Macquarie online gaming analysis
Happy birthday to you: On the third anniversary of the fall of PASPA, the gaming team at Macquarie have issued new analysis which puts forward a new estimate for spend per adult of $60 in mature states rather than the previous estimate of $50. Why does this matter? According to Macquarie’s modelling it means the market will be worth $10.5bn by 2025 and $15bn by 2030. Meanwhile, they also estimate spend per head in states where iGaming is regulated to be $150 per head. The OSB/iCasino combination “packs a powerful punch,” they suggest.
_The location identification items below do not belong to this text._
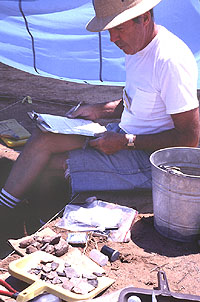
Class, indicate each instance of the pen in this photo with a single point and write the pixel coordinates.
(37, 117)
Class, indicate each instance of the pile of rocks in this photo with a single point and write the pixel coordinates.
(66, 276)
(54, 245)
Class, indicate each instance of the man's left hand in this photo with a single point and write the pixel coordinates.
(109, 142)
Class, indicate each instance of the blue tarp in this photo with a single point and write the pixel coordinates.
(49, 38)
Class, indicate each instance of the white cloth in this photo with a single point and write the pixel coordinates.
(161, 80)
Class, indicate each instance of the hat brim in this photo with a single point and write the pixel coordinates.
(100, 24)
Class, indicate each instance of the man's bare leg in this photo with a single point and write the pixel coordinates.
(34, 158)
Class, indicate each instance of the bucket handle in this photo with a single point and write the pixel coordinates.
(163, 283)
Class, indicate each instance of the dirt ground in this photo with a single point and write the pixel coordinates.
(148, 251)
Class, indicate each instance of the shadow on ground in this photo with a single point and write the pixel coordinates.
(146, 237)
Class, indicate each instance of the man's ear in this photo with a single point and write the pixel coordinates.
(147, 18)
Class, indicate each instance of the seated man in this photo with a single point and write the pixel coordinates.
(159, 109)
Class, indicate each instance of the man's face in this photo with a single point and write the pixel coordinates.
(129, 36)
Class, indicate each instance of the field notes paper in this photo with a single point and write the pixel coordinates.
(64, 125)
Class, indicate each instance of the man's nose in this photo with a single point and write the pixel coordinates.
(113, 35)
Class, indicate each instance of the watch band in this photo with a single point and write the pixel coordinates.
(131, 139)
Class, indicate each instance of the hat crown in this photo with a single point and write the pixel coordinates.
(105, 8)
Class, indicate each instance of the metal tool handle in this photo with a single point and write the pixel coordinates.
(163, 283)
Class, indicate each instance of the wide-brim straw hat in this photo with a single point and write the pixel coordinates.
(110, 13)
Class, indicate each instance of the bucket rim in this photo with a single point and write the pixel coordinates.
(173, 148)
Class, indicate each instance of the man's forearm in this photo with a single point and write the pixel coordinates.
(111, 109)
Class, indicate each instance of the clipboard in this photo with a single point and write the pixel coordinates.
(12, 133)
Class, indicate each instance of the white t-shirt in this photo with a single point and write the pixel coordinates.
(161, 80)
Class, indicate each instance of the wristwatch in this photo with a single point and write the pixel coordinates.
(131, 139)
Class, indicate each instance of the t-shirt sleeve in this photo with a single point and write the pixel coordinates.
(178, 84)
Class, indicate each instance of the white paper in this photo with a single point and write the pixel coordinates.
(65, 125)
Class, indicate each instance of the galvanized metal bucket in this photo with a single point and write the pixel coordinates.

Great barrier grief: That said, due to the “every snowflake is different” regulatory patchwork, whether that is limitations on the number of skins available, variable tax rates or the complications caused by tribal involvements (see below), it means no state is the same. “As a result, we believe the varying regulatory landscape raises the barriers to entry for multi-state operators.”
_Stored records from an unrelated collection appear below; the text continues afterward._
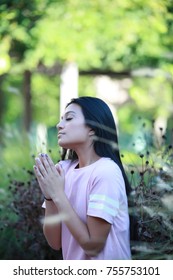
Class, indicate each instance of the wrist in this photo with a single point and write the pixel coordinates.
(47, 198)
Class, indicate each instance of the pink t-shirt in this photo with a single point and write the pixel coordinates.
(97, 190)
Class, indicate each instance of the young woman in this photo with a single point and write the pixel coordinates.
(88, 187)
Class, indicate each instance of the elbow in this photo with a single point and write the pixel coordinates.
(93, 249)
(54, 246)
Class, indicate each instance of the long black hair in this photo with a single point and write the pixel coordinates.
(98, 116)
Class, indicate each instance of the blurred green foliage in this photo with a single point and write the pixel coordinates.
(132, 37)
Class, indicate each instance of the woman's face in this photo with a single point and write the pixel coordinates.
(72, 130)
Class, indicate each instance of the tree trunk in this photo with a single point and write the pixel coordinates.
(2, 106)
(27, 100)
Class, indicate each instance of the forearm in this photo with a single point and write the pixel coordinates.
(52, 226)
(80, 230)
Tiers are not enough: An interesting table put together by Macquarie shows the prominent sports-betting brands have high-end market share targets that total 155% of the market. Even at the lower end of their combined market share figures they would claim 111% of the market. Clearly something has to give – particularly given that in most states these leading brands are far from being the whole market – but that something is unlikely at least at present to be marketing spend. As the Macquarie team pointed out, with operators expecting “healthy” expected LTVs “it is safe to say ‘wallets are open’.” This will lead to losses for the largest operators of as much as $100m-$300m in H221.